Guardadas as devidas proporções (reconheço meus exageros), cada pessoa tem hoje seu grau de dependência com um celular e, tanto quanto o ônus financeiro, perder um gera sempre um imenso trabalho e é um enorme desgaste emocional.
O que a polícia do Piauí está conseguindo é nada mais do que muitos profissionais da informática e das telecomunicações dizem faz muito tempo que era possível e não demandava grandes investimentos tecnológicos, já que os telefones são rastreáveis com certa facilidade.

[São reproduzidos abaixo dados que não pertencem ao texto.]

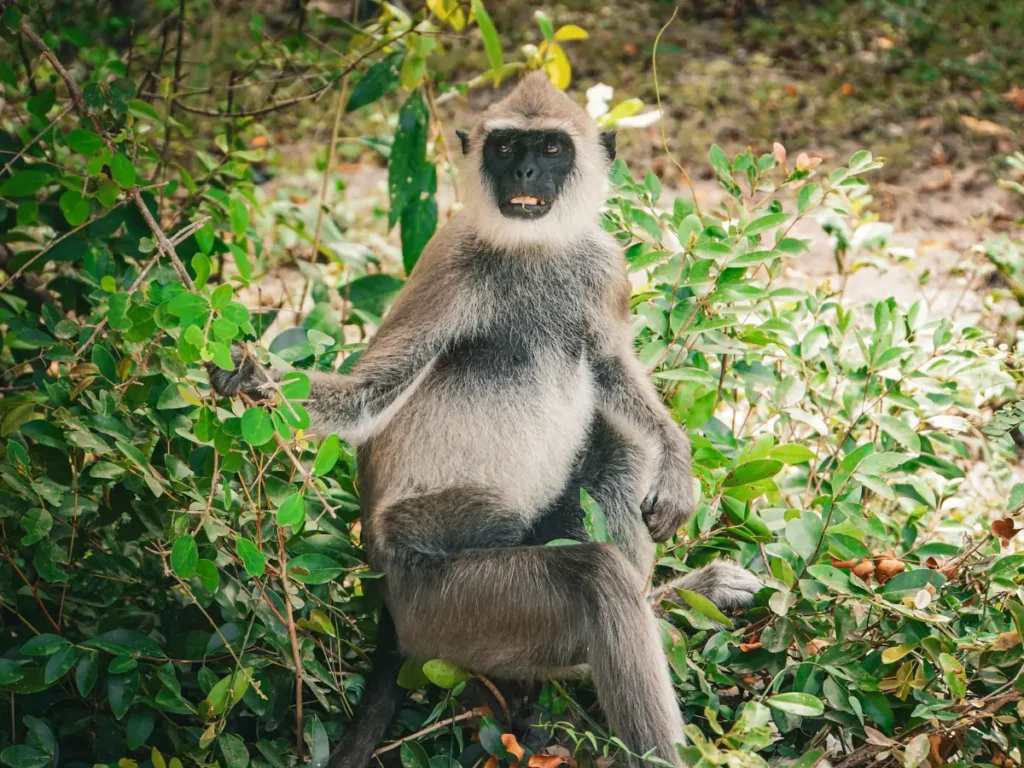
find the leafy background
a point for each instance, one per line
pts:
(180, 578)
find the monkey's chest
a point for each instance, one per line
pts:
(512, 352)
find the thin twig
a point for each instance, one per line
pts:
(162, 242)
(475, 713)
(296, 658)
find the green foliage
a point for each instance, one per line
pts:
(167, 558)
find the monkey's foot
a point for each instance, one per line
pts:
(724, 583)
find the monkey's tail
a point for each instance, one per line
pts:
(727, 585)
(379, 705)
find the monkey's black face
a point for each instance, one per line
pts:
(526, 170)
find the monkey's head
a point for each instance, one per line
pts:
(537, 168)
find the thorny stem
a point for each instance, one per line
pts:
(296, 658)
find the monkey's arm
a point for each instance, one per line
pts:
(626, 393)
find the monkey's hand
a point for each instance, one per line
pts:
(670, 500)
(248, 378)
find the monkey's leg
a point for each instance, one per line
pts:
(381, 698)
(524, 611)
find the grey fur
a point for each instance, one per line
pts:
(504, 379)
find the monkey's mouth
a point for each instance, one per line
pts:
(525, 206)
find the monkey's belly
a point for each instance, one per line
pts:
(519, 437)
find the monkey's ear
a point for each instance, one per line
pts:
(608, 141)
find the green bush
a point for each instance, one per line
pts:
(180, 578)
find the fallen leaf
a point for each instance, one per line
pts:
(864, 570)
(1006, 529)
(983, 127)
(816, 645)
(805, 163)
(934, 185)
(887, 569)
(513, 747)
(1015, 96)
(546, 761)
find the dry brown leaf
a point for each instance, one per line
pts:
(546, 761)
(513, 748)
(1007, 640)
(983, 127)
(887, 569)
(1006, 529)
(943, 183)
(864, 569)
(805, 162)
(1015, 96)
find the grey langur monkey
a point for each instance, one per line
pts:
(502, 381)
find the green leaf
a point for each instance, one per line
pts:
(59, 665)
(184, 557)
(233, 750)
(25, 183)
(380, 79)
(252, 559)
(257, 426)
(239, 212)
(792, 454)
(802, 705)
(313, 568)
(23, 756)
(444, 674)
(292, 511)
(407, 169)
(121, 692)
(753, 471)
(43, 645)
(75, 207)
(10, 671)
(594, 520)
(492, 43)
(804, 534)
(139, 727)
(706, 607)
(126, 642)
(84, 141)
(122, 170)
(327, 455)
(36, 523)
(899, 430)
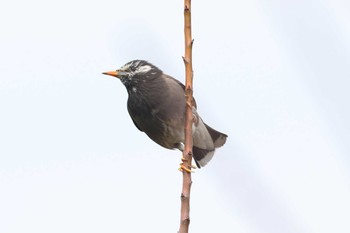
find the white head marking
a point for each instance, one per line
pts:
(143, 69)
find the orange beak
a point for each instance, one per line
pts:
(112, 73)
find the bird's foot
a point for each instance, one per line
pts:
(186, 168)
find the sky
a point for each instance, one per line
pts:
(273, 75)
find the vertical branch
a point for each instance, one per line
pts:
(187, 152)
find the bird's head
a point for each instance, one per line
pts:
(135, 71)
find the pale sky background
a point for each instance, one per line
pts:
(273, 75)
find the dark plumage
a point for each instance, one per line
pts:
(156, 105)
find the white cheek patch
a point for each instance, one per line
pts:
(143, 69)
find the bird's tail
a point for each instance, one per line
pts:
(203, 156)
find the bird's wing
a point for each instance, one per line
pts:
(136, 125)
(182, 86)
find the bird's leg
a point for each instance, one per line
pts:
(183, 167)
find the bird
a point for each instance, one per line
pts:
(156, 104)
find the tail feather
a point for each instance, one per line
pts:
(219, 138)
(203, 156)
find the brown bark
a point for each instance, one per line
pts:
(187, 153)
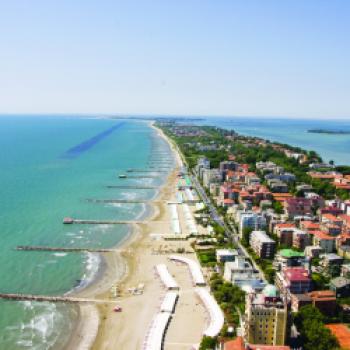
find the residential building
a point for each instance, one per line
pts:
(289, 258)
(225, 255)
(313, 251)
(262, 244)
(241, 273)
(301, 239)
(326, 242)
(251, 220)
(295, 280)
(297, 207)
(342, 333)
(324, 300)
(266, 318)
(331, 263)
(340, 286)
(211, 176)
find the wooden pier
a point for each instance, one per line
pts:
(100, 222)
(145, 171)
(126, 201)
(54, 299)
(64, 249)
(68, 221)
(139, 177)
(131, 187)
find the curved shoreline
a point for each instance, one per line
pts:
(116, 269)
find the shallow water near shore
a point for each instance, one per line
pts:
(39, 189)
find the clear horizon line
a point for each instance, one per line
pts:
(168, 115)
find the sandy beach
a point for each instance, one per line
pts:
(101, 328)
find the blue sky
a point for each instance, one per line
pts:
(262, 57)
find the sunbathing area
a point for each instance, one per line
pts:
(215, 313)
(167, 279)
(195, 270)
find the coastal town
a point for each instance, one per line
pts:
(276, 244)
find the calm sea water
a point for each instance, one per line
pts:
(294, 132)
(49, 167)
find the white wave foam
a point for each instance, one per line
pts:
(92, 265)
(60, 254)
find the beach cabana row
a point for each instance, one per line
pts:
(190, 223)
(166, 277)
(155, 336)
(215, 313)
(174, 216)
(169, 302)
(195, 270)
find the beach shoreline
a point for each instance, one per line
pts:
(117, 269)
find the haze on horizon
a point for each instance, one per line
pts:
(186, 57)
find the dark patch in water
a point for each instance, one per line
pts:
(87, 144)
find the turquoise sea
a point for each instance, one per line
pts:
(294, 132)
(49, 167)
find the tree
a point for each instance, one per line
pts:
(207, 343)
(314, 335)
(246, 236)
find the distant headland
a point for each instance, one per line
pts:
(326, 131)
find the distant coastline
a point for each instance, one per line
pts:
(326, 131)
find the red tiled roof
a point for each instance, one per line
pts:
(310, 225)
(228, 201)
(285, 225)
(342, 333)
(297, 274)
(322, 235)
(267, 347)
(236, 344)
(330, 217)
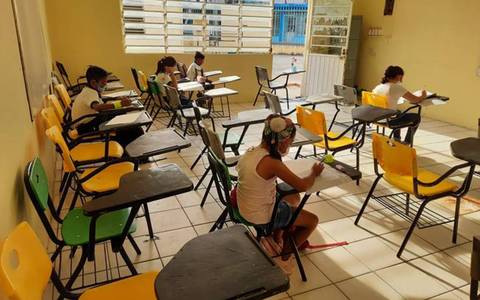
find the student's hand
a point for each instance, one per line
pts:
(424, 94)
(126, 102)
(317, 168)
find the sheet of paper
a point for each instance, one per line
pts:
(124, 119)
(129, 93)
(327, 179)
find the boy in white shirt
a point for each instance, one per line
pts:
(392, 88)
(89, 102)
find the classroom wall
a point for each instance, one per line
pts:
(21, 139)
(90, 32)
(438, 45)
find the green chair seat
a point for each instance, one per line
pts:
(76, 226)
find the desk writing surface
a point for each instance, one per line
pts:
(221, 92)
(128, 93)
(327, 179)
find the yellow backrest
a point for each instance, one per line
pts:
(63, 93)
(372, 99)
(142, 80)
(25, 267)
(394, 157)
(53, 133)
(55, 103)
(49, 115)
(312, 120)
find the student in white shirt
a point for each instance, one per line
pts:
(392, 88)
(258, 170)
(195, 71)
(165, 76)
(89, 102)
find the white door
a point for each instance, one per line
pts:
(326, 45)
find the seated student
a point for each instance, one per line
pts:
(392, 88)
(258, 170)
(89, 102)
(165, 75)
(195, 71)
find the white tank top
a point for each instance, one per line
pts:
(255, 195)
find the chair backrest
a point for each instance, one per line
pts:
(215, 144)
(25, 267)
(262, 75)
(312, 120)
(182, 68)
(394, 157)
(63, 73)
(273, 102)
(63, 93)
(54, 134)
(50, 117)
(53, 102)
(143, 81)
(348, 94)
(372, 99)
(173, 97)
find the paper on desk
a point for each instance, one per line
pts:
(129, 93)
(124, 119)
(327, 179)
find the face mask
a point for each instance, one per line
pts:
(283, 154)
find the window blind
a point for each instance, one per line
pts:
(211, 26)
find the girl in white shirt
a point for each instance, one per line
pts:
(258, 170)
(392, 88)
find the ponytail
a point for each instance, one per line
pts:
(391, 72)
(166, 61)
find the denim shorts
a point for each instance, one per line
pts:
(282, 217)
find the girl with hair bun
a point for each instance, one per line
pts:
(258, 170)
(391, 87)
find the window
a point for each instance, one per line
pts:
(211, 26)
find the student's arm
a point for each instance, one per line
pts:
(269, 167)
(111, 105)
(173, 81)
(415, 99)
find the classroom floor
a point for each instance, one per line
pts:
(367, 268)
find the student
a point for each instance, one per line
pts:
(258, 170)
(195, 71)
(165, 75)
(392, 88)
(89, 102)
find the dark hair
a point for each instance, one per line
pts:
(272, 139)
(199, 55)
(391, 72)
(95, 73)
(166, 61)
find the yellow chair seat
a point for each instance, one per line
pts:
(340, 143)
(405, 183)
(108, 179)
(136, 287)
(96, 150)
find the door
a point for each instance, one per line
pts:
(326, 45)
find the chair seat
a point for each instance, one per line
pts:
(136, 287)
(336, 144)
(188, 112)
(76, 226)
(405, 183)
(95, 151)
(108, 179)
(232, 138)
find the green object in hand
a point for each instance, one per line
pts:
(328, 159)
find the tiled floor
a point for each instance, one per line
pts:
(367, 268)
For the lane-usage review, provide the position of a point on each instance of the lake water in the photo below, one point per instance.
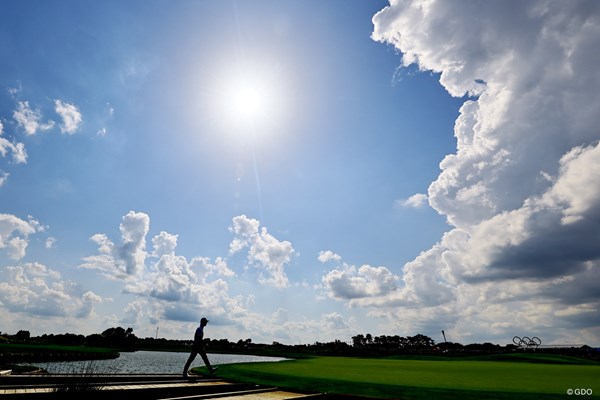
(146, 362)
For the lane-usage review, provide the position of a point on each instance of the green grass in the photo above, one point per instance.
(423, 378)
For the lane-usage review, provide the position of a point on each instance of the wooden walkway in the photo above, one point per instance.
(152, 387)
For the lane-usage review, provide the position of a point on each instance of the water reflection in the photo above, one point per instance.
(147, 362)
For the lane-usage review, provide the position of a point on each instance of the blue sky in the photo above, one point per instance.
(299, 171)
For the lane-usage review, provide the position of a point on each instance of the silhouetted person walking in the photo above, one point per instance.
(198, 348)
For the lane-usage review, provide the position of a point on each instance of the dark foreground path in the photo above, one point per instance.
(153, 387)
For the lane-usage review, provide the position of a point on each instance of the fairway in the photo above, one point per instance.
(422, 378)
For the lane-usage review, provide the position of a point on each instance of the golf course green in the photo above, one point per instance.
(539, 377)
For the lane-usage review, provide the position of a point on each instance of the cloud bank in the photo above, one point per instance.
(521, 191)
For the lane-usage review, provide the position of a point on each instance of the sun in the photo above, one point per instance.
(249, 102)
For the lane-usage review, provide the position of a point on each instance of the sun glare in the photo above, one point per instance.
(249, 101)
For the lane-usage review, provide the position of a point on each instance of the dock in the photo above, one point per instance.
(129, 386)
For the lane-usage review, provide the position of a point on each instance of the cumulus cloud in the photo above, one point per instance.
(349, 282)
(70, 115)
(14, 234)
(17, 150)
(168, 284)
(125, 259)
(35, 289)
(521, 189)
(328, 256)
(265, 252)
(30, 119)
(417, 200)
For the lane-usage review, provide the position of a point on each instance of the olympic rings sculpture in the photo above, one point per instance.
(526, 342)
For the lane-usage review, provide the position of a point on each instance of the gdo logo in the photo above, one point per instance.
(580, 392)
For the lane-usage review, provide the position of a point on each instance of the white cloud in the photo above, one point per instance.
(29, 119)
(3, 177)
(17, 150)
(168, 285)
(417, 200)
(14, 234)
(125, 259)
(521, 190)
(349, 282)
(70, 115)
(35, 289)
(264, 251)
(50, 242)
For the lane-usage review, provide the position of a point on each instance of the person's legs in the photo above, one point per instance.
(189, 362)
(205, 358)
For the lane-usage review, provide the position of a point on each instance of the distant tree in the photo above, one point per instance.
(23, 335)
(358, 340)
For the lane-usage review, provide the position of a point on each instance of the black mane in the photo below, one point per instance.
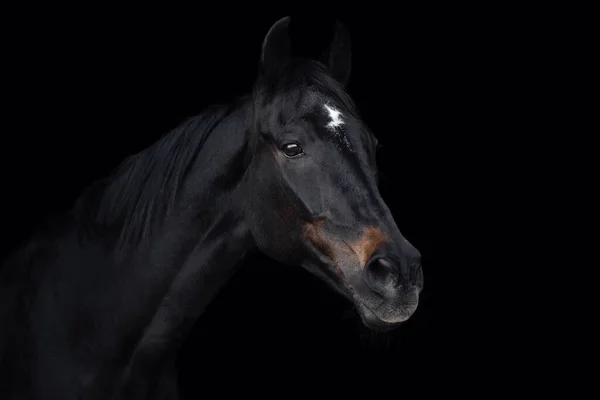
(143, 189)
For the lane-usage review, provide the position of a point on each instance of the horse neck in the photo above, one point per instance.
(195, 249)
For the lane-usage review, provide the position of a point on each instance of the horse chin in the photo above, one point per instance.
(374, 322)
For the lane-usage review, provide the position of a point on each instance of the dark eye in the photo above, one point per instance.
(292, 150)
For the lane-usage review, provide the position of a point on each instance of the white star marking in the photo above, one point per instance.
(335, 116)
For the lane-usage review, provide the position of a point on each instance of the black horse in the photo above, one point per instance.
(97, 304)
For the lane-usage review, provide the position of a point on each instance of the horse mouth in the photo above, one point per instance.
(372, 321)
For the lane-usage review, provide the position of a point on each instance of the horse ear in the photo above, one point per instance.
(338, 57)
(276, 50)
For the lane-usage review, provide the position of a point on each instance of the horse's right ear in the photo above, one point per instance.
(276, 51)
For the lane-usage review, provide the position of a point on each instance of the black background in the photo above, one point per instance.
(85, 87)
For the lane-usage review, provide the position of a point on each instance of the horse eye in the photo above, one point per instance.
(292, 150)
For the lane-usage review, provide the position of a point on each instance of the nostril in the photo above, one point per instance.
(381, 272)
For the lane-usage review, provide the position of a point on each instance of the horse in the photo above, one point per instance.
(98, 302)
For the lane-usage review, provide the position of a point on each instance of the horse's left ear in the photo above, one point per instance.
(338, 57)
(277, 50)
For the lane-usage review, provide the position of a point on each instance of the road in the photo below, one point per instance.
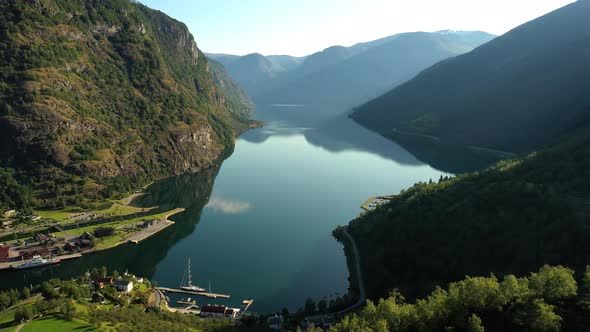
(360, 281)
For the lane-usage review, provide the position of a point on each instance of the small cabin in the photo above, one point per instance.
(124, 286)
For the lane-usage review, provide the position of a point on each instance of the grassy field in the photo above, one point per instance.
(116, 209)
(6, 320)
(54, 323)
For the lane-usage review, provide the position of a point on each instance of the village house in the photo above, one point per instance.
(30, 252)
(42, 238)
(34, 217)
(218, 311)
(275, 322)
(9, 213)
(4, 253)
(124, 286)
(98, 298)
(103, 232)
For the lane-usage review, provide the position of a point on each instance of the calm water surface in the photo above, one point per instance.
(259, 226)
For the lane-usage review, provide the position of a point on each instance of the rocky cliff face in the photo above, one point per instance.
(110, 88)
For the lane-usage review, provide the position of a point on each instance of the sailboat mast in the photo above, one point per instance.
(190, 278)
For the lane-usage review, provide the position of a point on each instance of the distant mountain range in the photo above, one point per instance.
(515, 93)
(346, 76)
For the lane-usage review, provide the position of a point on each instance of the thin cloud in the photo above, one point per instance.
(227, 206)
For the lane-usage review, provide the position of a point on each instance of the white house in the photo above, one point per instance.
(124, 286)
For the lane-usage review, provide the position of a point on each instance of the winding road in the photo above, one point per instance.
(359, 275)
(359, 278)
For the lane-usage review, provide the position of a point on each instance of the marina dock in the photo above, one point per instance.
(182, 291)
(8, 265)
(158, 227)
(247, 304)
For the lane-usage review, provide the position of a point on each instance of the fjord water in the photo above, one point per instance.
(259, 225)
(265, 232)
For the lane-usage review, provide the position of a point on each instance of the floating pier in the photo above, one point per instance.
(182, 291)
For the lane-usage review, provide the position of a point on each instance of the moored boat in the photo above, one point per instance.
(36, 262)
(188, 278)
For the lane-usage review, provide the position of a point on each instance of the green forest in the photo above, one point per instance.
(511, 218)
(99, 98)
(548, 300)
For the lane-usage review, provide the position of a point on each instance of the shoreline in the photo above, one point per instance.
(140, 236)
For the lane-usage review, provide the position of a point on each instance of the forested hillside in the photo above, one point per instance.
(548, 300)
(515, 93)
(237, 101)
(100, 97)
(511, 218)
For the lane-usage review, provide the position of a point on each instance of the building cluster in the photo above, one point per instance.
(85, 217)
(219, 311)
(7, 218)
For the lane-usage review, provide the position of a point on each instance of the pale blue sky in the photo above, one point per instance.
(301, 27)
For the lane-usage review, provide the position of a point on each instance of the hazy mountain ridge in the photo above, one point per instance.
(96, 91)
(347, 76)
(514, 93)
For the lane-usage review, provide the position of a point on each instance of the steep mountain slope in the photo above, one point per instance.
(513, 93)
(237, 101)
(254, 72)
(374, 68)
(97, 97)
(511, 218)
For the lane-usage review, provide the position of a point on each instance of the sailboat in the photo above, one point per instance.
(187, 277)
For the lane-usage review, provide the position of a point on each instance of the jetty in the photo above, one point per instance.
(247, 304)
(8, 265)
(182, 291)
(162, 224)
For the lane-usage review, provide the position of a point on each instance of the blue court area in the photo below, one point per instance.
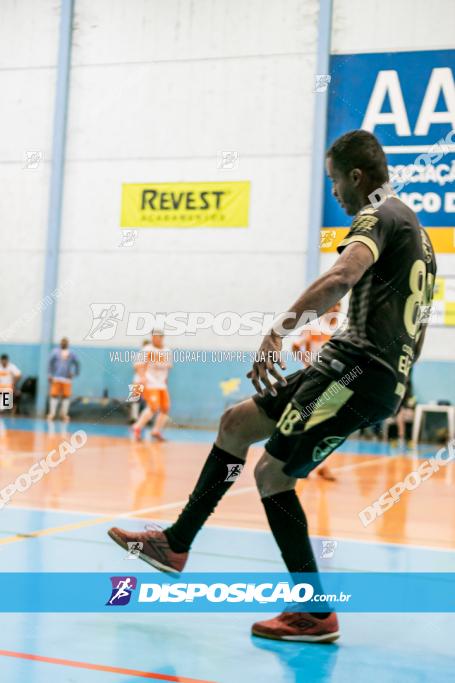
(380, 648)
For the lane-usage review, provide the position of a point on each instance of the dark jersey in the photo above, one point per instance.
(387, 306)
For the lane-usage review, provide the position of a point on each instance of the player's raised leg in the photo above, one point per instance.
(167, 550)
(289, 526)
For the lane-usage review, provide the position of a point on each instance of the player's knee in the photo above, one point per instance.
(230, 424)
(270, 478)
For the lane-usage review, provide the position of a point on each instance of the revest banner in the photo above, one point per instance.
(185, 205)
(407, 99)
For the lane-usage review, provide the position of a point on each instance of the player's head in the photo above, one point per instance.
(357, 166)
(158, 338)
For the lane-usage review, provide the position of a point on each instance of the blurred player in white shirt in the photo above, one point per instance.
(153, 374)
(9, 374)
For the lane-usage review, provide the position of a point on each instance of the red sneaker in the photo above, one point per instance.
(299, 626)
(137, 433)
(155, 549)
(158, 436)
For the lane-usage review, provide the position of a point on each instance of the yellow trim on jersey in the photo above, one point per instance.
(365, 240)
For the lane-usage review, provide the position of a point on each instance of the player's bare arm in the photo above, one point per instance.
(326, 291)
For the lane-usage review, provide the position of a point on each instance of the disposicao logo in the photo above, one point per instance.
(122, 587)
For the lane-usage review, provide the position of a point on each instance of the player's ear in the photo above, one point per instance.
(356, 176)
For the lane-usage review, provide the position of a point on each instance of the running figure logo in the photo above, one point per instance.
(105, 320)
(328, 549)
(234, 472)
(122, 587)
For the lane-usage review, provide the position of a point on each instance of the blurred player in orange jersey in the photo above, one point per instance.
(309, 344)
(135, 405)
(63, 366)
(153, 374)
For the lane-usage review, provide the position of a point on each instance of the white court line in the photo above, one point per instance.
(368, 463)
(131, 513)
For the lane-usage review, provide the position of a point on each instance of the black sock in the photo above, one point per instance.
(210, 488)
(289, 526)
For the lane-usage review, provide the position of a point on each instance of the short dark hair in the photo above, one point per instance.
(360, 149)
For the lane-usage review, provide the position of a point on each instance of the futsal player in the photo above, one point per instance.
(63, 366)
(9, 375)
(154, 375)
(135, 405)
(388, 264)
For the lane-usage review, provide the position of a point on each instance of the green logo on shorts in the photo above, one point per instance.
(326, 446)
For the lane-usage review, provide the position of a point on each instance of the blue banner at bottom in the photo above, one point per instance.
(229, 592)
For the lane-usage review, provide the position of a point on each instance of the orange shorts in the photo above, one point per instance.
(157, 399)
(59, 388)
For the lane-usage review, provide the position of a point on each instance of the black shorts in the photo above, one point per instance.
(314, 415)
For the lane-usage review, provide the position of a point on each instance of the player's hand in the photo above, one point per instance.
(267, 357)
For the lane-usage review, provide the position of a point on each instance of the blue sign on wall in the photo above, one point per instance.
(407, 99)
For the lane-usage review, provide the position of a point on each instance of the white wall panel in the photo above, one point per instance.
(387, 25)
(122, 31)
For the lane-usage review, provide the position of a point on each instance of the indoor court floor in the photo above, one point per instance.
(60, 523)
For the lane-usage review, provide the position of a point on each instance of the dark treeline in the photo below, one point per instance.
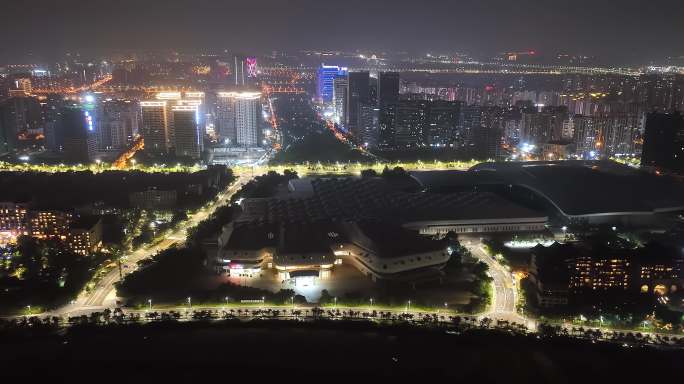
(65, 190)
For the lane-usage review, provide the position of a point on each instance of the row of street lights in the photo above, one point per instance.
(263, 300)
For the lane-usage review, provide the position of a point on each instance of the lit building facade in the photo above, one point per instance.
(188, 138)
(154, 126)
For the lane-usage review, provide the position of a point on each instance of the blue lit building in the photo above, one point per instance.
(326, 81)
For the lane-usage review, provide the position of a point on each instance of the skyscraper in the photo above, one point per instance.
(442, 122)
(247, 118)
(119, 122)
(225, 117)
(54, 138)
(340, 89)
(358, 93)
(154, 127)
(664, 141)
(79, 130)
(543, 126)
(189, 139)
(239, 70)
(238, 118)
(411, 119)
(388, 88)
(325, 82)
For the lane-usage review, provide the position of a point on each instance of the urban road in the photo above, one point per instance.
(104, 295)
(502, 308)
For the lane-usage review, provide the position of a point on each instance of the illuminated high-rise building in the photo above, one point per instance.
(239, 70)
(188, 139)
(225, 117)
(79, 133)
(52, 128)
(238, 118)
(388, 88)
(171, 98)
(119, 122)
(247, 118)
(340, 89)
(154, 126)
(358, 94)
(326, 82)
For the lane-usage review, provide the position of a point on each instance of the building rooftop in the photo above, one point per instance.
(575, 188)
(85, 222)
(389, 240)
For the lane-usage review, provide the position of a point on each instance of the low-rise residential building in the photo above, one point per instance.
(154, 198)
(85, 235)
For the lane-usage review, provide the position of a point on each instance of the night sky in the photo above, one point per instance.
(618, 30)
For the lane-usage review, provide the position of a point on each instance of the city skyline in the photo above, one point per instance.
(631, 33)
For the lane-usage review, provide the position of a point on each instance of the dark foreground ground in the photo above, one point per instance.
(191, 352)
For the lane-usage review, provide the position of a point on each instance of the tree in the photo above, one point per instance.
(326, 297)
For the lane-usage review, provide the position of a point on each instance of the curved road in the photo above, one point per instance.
(104, 294)
(504, 296)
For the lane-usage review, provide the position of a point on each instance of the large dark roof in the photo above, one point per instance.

Foram duas as grandes sacadas dos piauienses que agora estão lhes rendendo os frutos: a primeira, que parece óbvia, mas de certa forma exige um grande esforço de relacionamento entre polícia, ministério público e juízes, foi tratar as ocorrências como um único caso e sistematizar isso. A segunda foi olhar para o problema sob a ótica da vítima, que quer o retorno do bem, e não sob a perspectiva da persecução penal, que mira na identificação e na punição do autor.
Ou seja: o trabalho da polícia é prender o ladrão e não recuperar o celular roubado, como ouvi certa vez de um policial civil que tentava justificar o descrédito das pessoas que nem mais se dão ao trabalho de registrar grande parte das ocorrências.
O certo é que muito da sensação de insegurança das pessoas, principalmente das mais humildes, tem a ver com pequenos delitos que as expõem diariamente a situações de perigo, danos e perdas e que lhes parecem serem ignorados pelos serviços de segurança pública.
Por isso o trabalho da PC do Piauí é tão importante e precisa servir de modelo aos demais Estados. Ter o celular de volta é o principal motivo que leva alguém a registrar o B.O. De quebra, ainda se ganha mostrando que não vale a pena comprar um aparelho sem saber da procedência e desarticula toda uma rede criminosa de receptação e comercialização.
Oxalá essa mudança de paradigma se expanda em breve para outros crimes, principalmente as fraudes cibernéticas que se tornaram a moda do momento.
Roberto Feres é Engenheiro Civil e Perito Criminal da Polícia Federal.